Ein Vinschgau ohne Einkaufszentrum also?
Ja. Das ist eine Vision. Es mag für manchen unrealistisch wirken. Doch wir glauben das Potential zu haben, das durchzuziehen. Wir wollen die Bürgermeister überzeugen, dass das der richtige Weg ist, damit Ortskerne attraktiv bleiben. Wir werden mit der Bezirksgemeinschaft, wo alle Bürgermeister drinnen sitzen, in Kontakt treten und uns mit dem Thema auseinandersetzen. Die Idee, das zu versuchen ist nicht neu.
Die Liberalisierung der Handelstätigkeit bereitet Kopfzerbrechen.
Ja. Natürlich hat die totale Liberalisierung, wie sie uns Ministerpräsident Monti aufgebrummt hat, gewaltiges Kopfzerbrechen bereitet. Zuerst hat es so ausgeschaut, als wenn künftig überhaupt alles möglich und die bisherige Handelsordnung über den Haufen geschmissen worden wäre. Nach der Verabschiedung des Landesgesetzes, das mehr Klarheit schafft, sind wir etwas zuversichtlicher. Der Handel soll primär in den Wohngebieten stattfinden. Allerdings ist die Ausweitung der Handelstätigkeit in den B-Zonen nicht ganz ohne. Dort gibt es nun viele Immobilienbesitzer, die darauf lauern, Geschäftsareale zu errichten. Und das geht zu Lasten des Handels in den Ortskernen.
Das Ortsmarketing in Laas funktioniert. Wie stellen sie sich ein Bezirksmarketing vor?

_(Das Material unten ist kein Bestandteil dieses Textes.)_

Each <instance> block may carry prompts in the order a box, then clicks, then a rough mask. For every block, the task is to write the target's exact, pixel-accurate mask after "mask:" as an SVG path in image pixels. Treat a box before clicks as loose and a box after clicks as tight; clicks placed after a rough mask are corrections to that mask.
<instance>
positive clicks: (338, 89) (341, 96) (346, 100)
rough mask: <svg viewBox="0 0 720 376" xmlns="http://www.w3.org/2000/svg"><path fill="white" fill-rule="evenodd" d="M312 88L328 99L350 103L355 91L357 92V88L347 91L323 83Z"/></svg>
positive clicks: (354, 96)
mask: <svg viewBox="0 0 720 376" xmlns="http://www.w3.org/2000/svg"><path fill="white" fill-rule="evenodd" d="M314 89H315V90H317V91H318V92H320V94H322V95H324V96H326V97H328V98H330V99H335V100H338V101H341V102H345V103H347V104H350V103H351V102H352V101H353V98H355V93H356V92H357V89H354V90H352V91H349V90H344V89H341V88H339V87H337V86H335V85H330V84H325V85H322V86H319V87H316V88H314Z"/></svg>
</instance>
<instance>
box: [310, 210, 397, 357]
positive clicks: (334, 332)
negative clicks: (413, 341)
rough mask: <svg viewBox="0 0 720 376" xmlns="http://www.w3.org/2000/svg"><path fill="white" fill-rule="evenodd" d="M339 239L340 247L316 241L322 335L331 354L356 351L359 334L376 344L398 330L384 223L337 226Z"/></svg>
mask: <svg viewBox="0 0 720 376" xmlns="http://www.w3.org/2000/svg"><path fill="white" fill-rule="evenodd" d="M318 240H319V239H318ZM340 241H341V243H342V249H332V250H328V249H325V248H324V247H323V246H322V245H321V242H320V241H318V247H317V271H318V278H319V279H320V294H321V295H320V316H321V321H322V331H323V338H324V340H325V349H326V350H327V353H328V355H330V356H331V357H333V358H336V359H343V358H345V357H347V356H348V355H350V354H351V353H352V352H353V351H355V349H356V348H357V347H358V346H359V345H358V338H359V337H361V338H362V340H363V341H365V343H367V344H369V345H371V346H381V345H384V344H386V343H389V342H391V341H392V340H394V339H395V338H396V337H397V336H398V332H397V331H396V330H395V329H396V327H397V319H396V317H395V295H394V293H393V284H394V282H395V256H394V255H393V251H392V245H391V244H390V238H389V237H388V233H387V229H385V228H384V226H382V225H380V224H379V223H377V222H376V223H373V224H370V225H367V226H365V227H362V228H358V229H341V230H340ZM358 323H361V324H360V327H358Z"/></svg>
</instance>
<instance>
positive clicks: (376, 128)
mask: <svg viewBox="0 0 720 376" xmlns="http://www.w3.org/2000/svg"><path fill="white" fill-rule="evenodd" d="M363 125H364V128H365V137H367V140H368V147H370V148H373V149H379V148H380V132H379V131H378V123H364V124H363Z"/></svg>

Ob das Ortsmarketing in Laas funktioniert, entscheiden unsere Kunden, aber mich freut es, wenn es von außerhalb so wahrgenommen wird.

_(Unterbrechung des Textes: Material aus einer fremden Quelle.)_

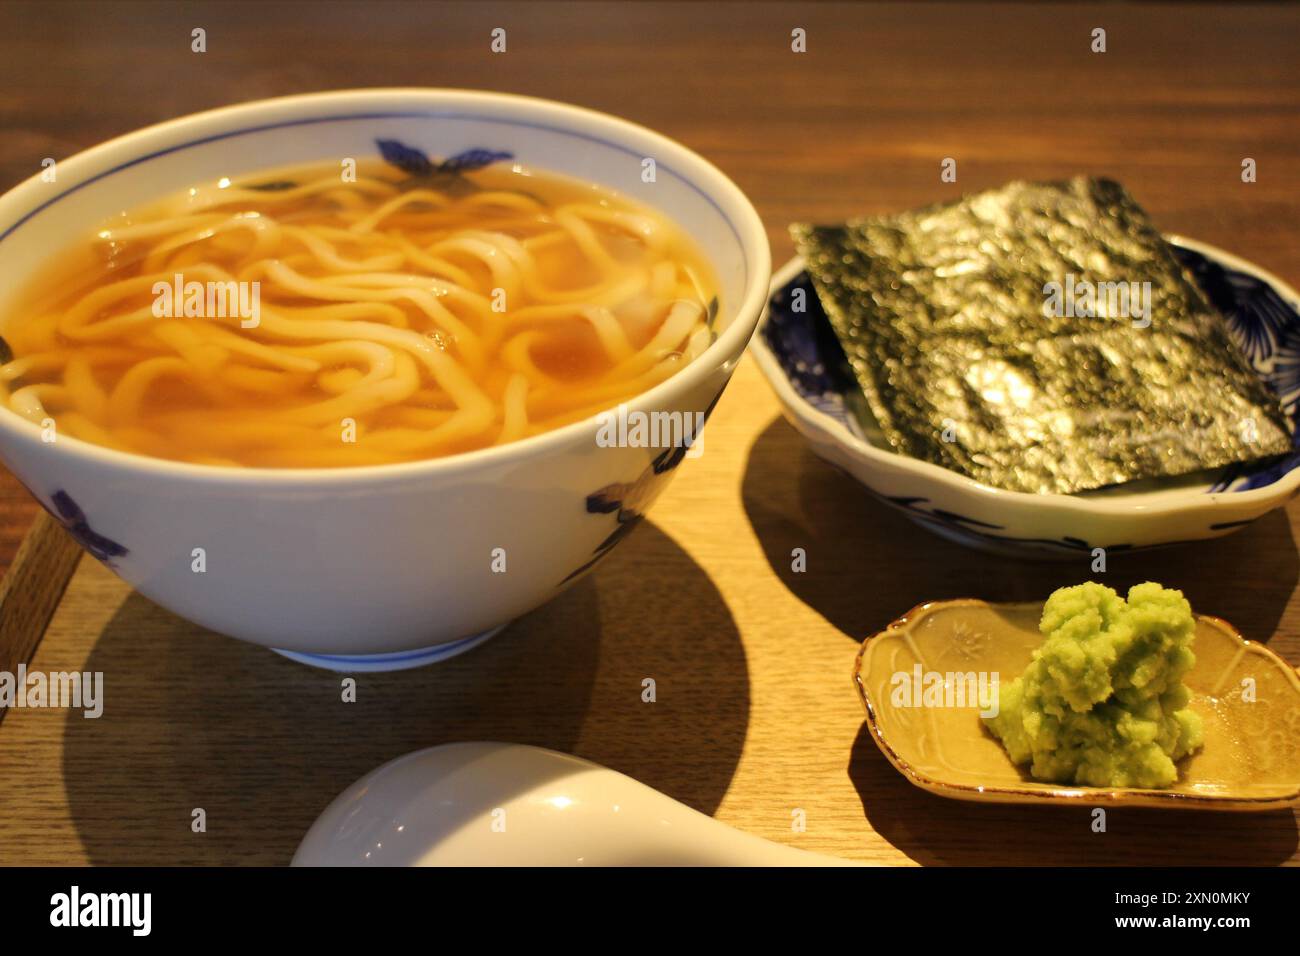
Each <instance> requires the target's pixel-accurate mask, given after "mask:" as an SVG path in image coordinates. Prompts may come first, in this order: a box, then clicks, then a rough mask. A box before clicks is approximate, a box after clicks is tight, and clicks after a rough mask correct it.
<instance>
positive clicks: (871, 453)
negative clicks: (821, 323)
mask: <svg viewBox="0 0 1300 956" xmlns="http://www.w3.org/2000/svg"><path fill="white" fill-rule="evenodd" d="M1165 239H1166V241H1167V242H1171V243H1173V245H1175V246H1179V247H1183V248H1188V250H1192V251H1193V252H1200V254H1201V255H1204V256H1206V258H1209V259H1212V260H1216V261H1218V263H1221V264H1222V265H1226V267H1229V268H1231V269H1234V271H1236V272H1244V273H1248V274H1251V276H1255V277H1257V278H1260V280H1262V281H1264V282H1268V284H1269V285H1270V286H1273V289H1274V290H1275V291H1277V293H1278V294H1279V295H1281V297H1282V298H1283V299H1286V300H1287V302H1288V303H1292V304H1295V306H1296V307H1297V308H1300V293H1297V291H1296V290H1295V289H1292V287H1291V285H1288V284H1287V282H1284V281H1283V280H1281V278H1278V277H1277V276H1274V274H1273V273H1271V272H1269V271H1268V269H1264V268H1261V267H1258V265H1256V264H1255V263H1251V261H1248V260H1245V259H1242V258H1240V256H1238V255H1234V254H1232V252H1229V251H1226V250H1223V248H1219V247H1218V246H1212V245H1210V243H1208V242H1200V241H1199V239H1191V238H1188V237H1186V235H1179V234H1175V233H1166V234H1165ZM801 272H803V260H802V259H801V258H800V256H797V255H796V256H794V258H792V259H790V260H789V261H787V263H785V264H784V265H781V267H780V268H779V269H776V272H775V273H774V274H772V287H771V289H770V290H768V300H771V298H772V297H774V295H775V294H776V293H777V291H780V290H781V289H783V287H785V286H787V285H788V284H789V282H792V281H793V280H794V277H796V276H798V274H800V273H801ZM767 323H768V313H767V311H764V313H763V317H762V320H761V321H759V324H758V328H757V329H755V332H754V341H753V345H751V347H750V351H753V352H754V359H755V360H757V362H758V367H759V369H761V371H762V373H763V377H764V378H767V382H768V385H771V386H772V390H774V392H776V395H777V399H779V401H780V402H781V406H783V407H784V408H785V410H787V411H788V412H789V414H790V415H793V416H794V418H796V419H798V421H800V423H802V424H803V425H805V427H807V428H811V429H815V431H816V432H820V433H823V434H826V436H827V437H828V438H829V440H831V441H833V442H835V444H837V445H840V446H841V447H844V449H846V450H848V451H850V453H852V454H853V455H854V457H855V458H858V459H863V460H866V462H868V463H870V464H872V466H874V467H893V468H897V470H901V471H909V472H913V473H914V475H915V476H917V477H918V479H919V480H923V481H928V483H931V484H939V485H943V486H944V488H945V489H946V490H949V492H954V493H957V494H962V496H966V497H967V498H975V499H976V501H980V502H983V503H985V505H989V506H1008V507H1035V509H1040V510H1044V509H1045V510H1047V511H1049V512H1052V514H1056V515H1063V516H1080V515H1091V516H1096V515H1105V516H1117V518H1134V516H1152V518H1157V516H1166V515H1171V514H1178V512H1183V511H1188V510H1192V509H1193V507H1195V506H1197V505H1199V506H1201V507H1205V509H1216V507H1221V506H1225V505H1230V503H1231V505H1256V503H1266V502H1270V501H1279V502H1281V501H1284V499H1286V498H1288V497H1290V496H1291V494H1294V493H1295V492H1296V489H1297V488H1300V467H1296V468H1292V470H1291V471H1290V472H1287V473H1286V475H1283V476H1282V477H1281V479H1278V480H1277V481H1274V483H1271V484H1268V485H1264V486H1262V488H1251V489H1248V490H1244V492H1232V490H1227V489H1225V490H1221V492H1205V490H1203V489H1195V490H1193V489H1188V490H1186V493H1184V494H1177V497H1171V498H1167V499H1165V501H1161V502H1143V501H1141V498H1145V497H1148V494H1156V493H1161V492H1148V493H1139V494H1136V496H1134V497H1135V498H1138V501H1130V502H1119V501H1115V499H1112V498H1100V497H1099V498H1087V497H1080V496H1076V494H1060V493H1056V492H1052V493H1044V494H1035V493H1031V492H1011V490H1006V489H1002V488H993V486H992V485H985V484H983V483H980V481H976V480H975V479H972V477H969V476H967V475H961V473H958V472H956V471H949V470H948V468H944V467H943V466H940V464H933V463H932V462H923V460H920V459H917V458H909V457H907V455H900V454H894V453H892V451H887V450H884V449H879V447H876V446H875V445H871V444H870V442H867V441H863V440H862V438H859V437H858V436H855V434H853V432H850V431H849V429H848V428H846V427H845V425H842V424H841V423H840V421H836V420H835V419H833V418H831V416H829V415H827V414H826V412H823V411H819V410H818V408H815V407H814V406H813V405H810V403H809V402H807V401H806V399H805V398H803V397H802V395H800V394H798V393H797V392H796V390H794V388H793V385H790V381H789V378H788V377H787V376H785V373H784V371H783V369H781V365H780V363H779V362H777V360H776V356H775V355H774V354H772V350H771V349H770V347H768V346H767V342H766V339H764V338H763V329H764V328H766V326H767ZM1167 490H1177V489H1167ZM1184 496H1186V497H1184Z"/></svg>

Im Bezirksmarketing haben wir einige Ideen gestartet. Eine Idee ist der Radgenuss Vinschgau, den wir im vergangenen Jahr probiert haben. Leider hat es geregnet. Der Radgenuss wird heuer am 19. Mai in Zusammenarbeit mit dem Tourismus angeboten. Dadurch soll die Frequenz in den Dörfern erhöht werden. Radler sollen auch die Einkaufsmöglichkeiten kennen lernen. Eine weitere Idee, das Vinschger Weihnachtsgeld, ist gut angekommen. Wir werden auch diese Aktion wiederholen. Bezirksmarketing bedeutet, dass wir alle aufeinander zugehen und neue Ideen entwickeln. Ich bin überzeugt, wenn wir uns in den Orten und im Bezirk aktiv einbringen und mit der Bevölkerung an einem Strang ziehen, d.h. versuchen die Orte weiterzuentwickeln, dann haben wir als Vinschger Kaufleute auch in Zukunft eine Chance.